The major problem is not so much in imagining the effects; it's implementing them. Time is limited and these systems are not that easy to work with; full of strange and annoying inconsistencies as I've been discovering while working on the shrub leaf boxes. That's basically why I would like to be fairly sure that anything I make is really going to get used. If something new can be made by making a few tweaks to something I've already made then that's easy enough, but where it has to be made from scratch, that can be a lot of work with no guarantee of a desirable result.
The end result is that stuff that I can do easily is likely to be done earlier. Stuff that I have a desire to try and challenge myself with gets attempted earlier. Stuff that is intended for use by mods I'd like to use myself get higher priorities. It's not hugely fair, but at least the one person it *is* fair on is myself, which I think is reasonable. I wouldn't recommend
relying on me for resources more than you have to though; I won't appreciate the pressure and you won't appreciate the waiting. After all, if I feel the desire to work on something http://i285.photobucket.com/albums/ll61/Revanchism/Working/test18-1.png, that's exactly what I'm going to do.
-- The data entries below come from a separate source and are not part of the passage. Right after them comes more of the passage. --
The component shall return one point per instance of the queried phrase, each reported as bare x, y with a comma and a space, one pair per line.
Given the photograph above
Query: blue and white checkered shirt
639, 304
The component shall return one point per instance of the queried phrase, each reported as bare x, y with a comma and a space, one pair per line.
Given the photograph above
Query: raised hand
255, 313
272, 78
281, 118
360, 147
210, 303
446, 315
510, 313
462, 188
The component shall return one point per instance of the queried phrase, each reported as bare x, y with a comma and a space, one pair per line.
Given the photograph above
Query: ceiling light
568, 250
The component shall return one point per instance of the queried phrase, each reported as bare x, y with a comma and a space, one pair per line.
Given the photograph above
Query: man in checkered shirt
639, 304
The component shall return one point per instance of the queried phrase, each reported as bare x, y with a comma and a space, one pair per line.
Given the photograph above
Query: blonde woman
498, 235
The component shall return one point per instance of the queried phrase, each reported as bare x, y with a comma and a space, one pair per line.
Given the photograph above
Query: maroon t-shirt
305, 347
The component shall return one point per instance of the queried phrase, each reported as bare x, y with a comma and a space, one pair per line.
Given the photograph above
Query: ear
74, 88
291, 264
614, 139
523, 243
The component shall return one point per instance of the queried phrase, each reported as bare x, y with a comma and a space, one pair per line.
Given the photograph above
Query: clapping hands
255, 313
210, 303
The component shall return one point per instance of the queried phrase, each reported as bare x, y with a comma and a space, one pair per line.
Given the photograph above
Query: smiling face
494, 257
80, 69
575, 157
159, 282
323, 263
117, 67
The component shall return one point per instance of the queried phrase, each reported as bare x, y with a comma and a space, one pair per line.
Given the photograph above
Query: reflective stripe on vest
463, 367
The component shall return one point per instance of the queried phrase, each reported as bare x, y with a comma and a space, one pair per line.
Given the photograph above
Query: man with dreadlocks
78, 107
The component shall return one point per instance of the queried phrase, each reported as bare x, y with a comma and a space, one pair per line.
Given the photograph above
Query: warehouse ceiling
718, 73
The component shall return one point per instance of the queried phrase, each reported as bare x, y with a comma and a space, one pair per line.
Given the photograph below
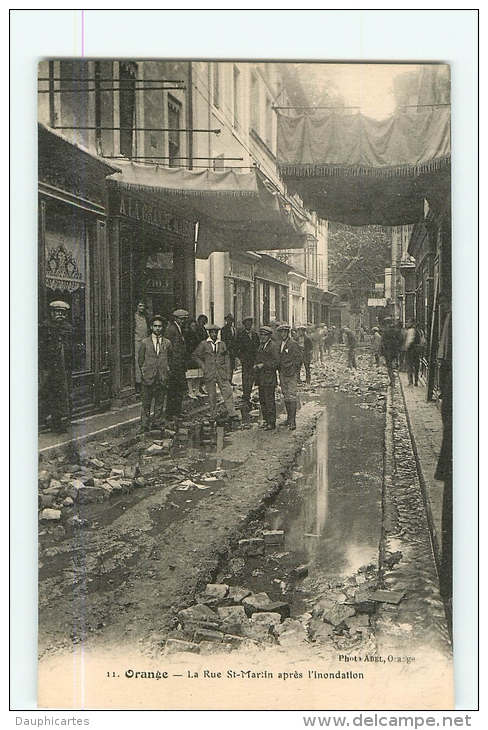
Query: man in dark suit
289, 368
266, 365
154, 359
213, 358
177, 388
228, 335
247, 345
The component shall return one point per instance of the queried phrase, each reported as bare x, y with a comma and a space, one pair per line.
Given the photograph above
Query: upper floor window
255, 103
237, 95
174, 135
127, 106
216, 85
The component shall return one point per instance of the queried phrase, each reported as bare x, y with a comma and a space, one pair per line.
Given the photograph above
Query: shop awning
235, 211
361, 171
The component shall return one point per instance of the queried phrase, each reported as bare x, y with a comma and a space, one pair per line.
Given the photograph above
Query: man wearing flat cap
55, 367
266, 365
154, 360
289, 369
247, 345
228, 334
177, 387
212, 357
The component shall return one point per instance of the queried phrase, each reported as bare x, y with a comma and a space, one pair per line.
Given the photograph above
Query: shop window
237, 96
67, 278
216, 85
174, 144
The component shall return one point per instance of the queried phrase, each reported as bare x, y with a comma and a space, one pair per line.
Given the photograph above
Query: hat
156, 318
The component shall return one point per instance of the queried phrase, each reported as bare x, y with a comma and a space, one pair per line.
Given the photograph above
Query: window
254, 103
127, 106
216, 85
174, 143
237, 93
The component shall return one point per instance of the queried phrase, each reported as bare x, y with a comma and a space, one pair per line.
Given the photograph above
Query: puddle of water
330, 508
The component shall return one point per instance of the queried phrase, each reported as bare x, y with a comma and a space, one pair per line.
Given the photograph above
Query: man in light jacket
212, 357
155, 355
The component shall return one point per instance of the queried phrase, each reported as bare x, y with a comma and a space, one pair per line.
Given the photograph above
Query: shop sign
240, 270
152, 214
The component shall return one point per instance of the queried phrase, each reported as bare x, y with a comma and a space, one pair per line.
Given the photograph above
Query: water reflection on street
331, 510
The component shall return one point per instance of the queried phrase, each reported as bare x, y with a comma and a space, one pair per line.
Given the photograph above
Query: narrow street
215, 541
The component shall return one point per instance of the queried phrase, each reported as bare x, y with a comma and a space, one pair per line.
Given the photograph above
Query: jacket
215, 366
269, 357
154, 367
246, 346
290, 358
178, 347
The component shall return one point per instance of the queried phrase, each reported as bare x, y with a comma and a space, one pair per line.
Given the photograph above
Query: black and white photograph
244, 382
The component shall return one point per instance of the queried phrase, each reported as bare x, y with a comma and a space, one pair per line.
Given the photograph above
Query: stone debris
50, 514
252, 547
273, 537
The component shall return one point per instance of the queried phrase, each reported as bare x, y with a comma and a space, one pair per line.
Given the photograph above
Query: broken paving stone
267, 619
339, 613
198, 614
207, 635
50, 514
174, 646
260, 602
237, 594
273, 537
252, 547
233, 618
386, 596
298, 573
215, 592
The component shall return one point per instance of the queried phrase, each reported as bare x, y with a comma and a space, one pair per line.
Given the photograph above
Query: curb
436, 546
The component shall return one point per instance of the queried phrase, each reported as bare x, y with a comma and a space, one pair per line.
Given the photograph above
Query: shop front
153, 257
271, 291
74, 261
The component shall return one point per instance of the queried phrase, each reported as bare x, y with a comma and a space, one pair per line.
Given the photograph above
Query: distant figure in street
317, 337
306, 347
177, 388
141, 331
414, 345
266, 365
228, 335
155, 359
391, 343
201, 331
444, 465
351, 342
375, 346
289, 368
55, 367
247, 344
213, 358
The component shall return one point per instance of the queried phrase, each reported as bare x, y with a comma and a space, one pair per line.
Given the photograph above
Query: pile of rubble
227, 618
108, 469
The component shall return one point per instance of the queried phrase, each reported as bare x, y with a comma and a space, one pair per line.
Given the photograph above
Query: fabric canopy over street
360, 171
235, 211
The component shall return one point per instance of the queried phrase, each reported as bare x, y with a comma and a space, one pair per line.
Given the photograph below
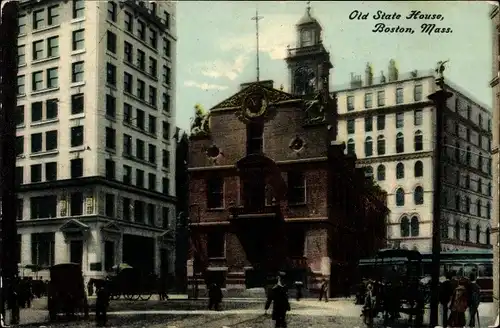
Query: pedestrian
474, 299
458, 305
323, 292
445, 293
278, 296
214, 297
102, 303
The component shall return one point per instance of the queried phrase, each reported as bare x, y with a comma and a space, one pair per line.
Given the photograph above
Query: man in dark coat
279, 297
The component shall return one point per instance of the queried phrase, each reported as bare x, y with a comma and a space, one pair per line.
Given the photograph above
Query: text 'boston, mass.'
414, 15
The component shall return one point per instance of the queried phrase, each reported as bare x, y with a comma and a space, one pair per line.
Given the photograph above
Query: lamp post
439, 98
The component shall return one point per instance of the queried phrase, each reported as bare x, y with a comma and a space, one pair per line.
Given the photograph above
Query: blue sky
216, 45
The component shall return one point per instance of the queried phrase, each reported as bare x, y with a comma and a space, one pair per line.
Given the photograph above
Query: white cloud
204, 86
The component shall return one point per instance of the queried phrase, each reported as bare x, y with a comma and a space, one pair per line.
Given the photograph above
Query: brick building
271, 190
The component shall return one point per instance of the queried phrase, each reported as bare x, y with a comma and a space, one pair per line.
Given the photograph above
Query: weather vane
256, 18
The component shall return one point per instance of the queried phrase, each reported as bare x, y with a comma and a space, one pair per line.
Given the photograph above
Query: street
236, 313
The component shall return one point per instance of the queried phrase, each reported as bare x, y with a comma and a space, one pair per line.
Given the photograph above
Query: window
37, 81
216, 244
368, 100
36, 173
418, 195
141, 89
400, 120
77, 136
215, 193
77, 103
52, 108
296, 188
255, 139
128, 50
400, 171
419, 169
351, 147
51, 140
139, 149
51, 171
350, 103
36, 142
110, 106
405, 227
110, 169
78, 39
78, 8
417, 93
112, 11
141, 30
127, 174
418, 141
111, 74
38, 19
380, 145
52, 78
381, 98
21, 55
152, 153
127, 82
417, 117
381, 172
400, 143
53, 46
36, 111
77, 72
350, 126
368, 146
110, 138
76, 167
368, 124
21, 85
400, 197
111, 42
399, 95
139, 178
414, 227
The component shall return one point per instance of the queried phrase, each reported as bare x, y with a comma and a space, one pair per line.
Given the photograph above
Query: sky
216, 47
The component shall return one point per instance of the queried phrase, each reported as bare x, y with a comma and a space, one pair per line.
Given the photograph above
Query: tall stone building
271, 190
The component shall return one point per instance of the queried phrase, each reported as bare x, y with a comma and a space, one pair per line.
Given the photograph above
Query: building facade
95, 155
389, 123
494, 83
263, 165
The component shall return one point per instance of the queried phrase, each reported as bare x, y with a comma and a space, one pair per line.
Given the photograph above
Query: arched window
351, 147
418, 195
457, 230
400, 197
419, 169
381, 145
381, 172
400, 171
414, 227
418, 141
405, 227
400, 143
368, 146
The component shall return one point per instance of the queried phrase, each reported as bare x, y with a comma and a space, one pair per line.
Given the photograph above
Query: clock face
305, 80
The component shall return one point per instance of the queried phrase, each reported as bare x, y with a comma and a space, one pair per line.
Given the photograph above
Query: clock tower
308, 63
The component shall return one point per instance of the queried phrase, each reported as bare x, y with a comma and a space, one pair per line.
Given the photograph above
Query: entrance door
76, 251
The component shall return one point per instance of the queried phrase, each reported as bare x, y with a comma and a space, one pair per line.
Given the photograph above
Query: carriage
396, 284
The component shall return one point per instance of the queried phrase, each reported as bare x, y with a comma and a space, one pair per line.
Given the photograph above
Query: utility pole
439, 97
At the end of all that, suggestions are always welcome.
Vac
P.S. May as well mention the progress on the falling leaf boxes. I spent a *long* time trying to find either a fix or a workaround for a rather wierd bug in the particle system mechanics. For any particle system, there's a float value that is used to determine the rate at which particle systems generate particles. I was already aware that this float did *not* have a linear relationship with the rate of particle system spawns (i.e. changing it from 1000 to 2000 didn't quite double the number of particles spawning, nor does changing it from 1000 to 500 half the spawn rate), but it turns out that there's a threshold somewhere just over 0.4 where the system will simply cut off and spawn nothing at all. For the trees that's not such a big deal as I gave them fairly high spawn rates due to their leaf-space volume, but for a lot of the shrubs this is a major issue: the 0.4
x value is still quite high when you're dealing with large leaves from a small shrub. The more annoying thing yet is that this cutoff value is *not* consistent from box to box: even simply changing the texture the particle system's using can be enough to nudge it from "functional" to "non-functional", or the other way (i.e. nothing in the system's mechanics has changed at all), and also from *computer system* to computer system. I had reports from Hanaisse that some boxes worked that when I checked actually didn't for me, and reports of boxes that didn't work on her/his system that did on mine. Go figure.
I did find what I thought was a workaround, by assigning float data to the float and changing it over time so that it fluctuated above and below the threshold. If it spent half the time above and half the time below then that'd be half the number of particles spawned, right? Well it turned out, no. Comparing two systems where one had the float set to 0.6666 permanently and one where the float spent about 1/3rd of the time at 0.6666 and 2/3rds of the time at 0, I discovered that the second system spawned quite a lot more particles than the first.
Huh!?!
So I've wasted a
lot of time trying to find a sensible solution and at this point I've pretty much given up: shrubs are either going to have quite a lot of leaves or none at all and while I'm sure it's quite possible to find values for the float data that will give lower spawn rates, I simply don't have the time or desire to continue working on that right now: far too much time necessary. Progress on new boxes is once again being made though, and is continuing much apace.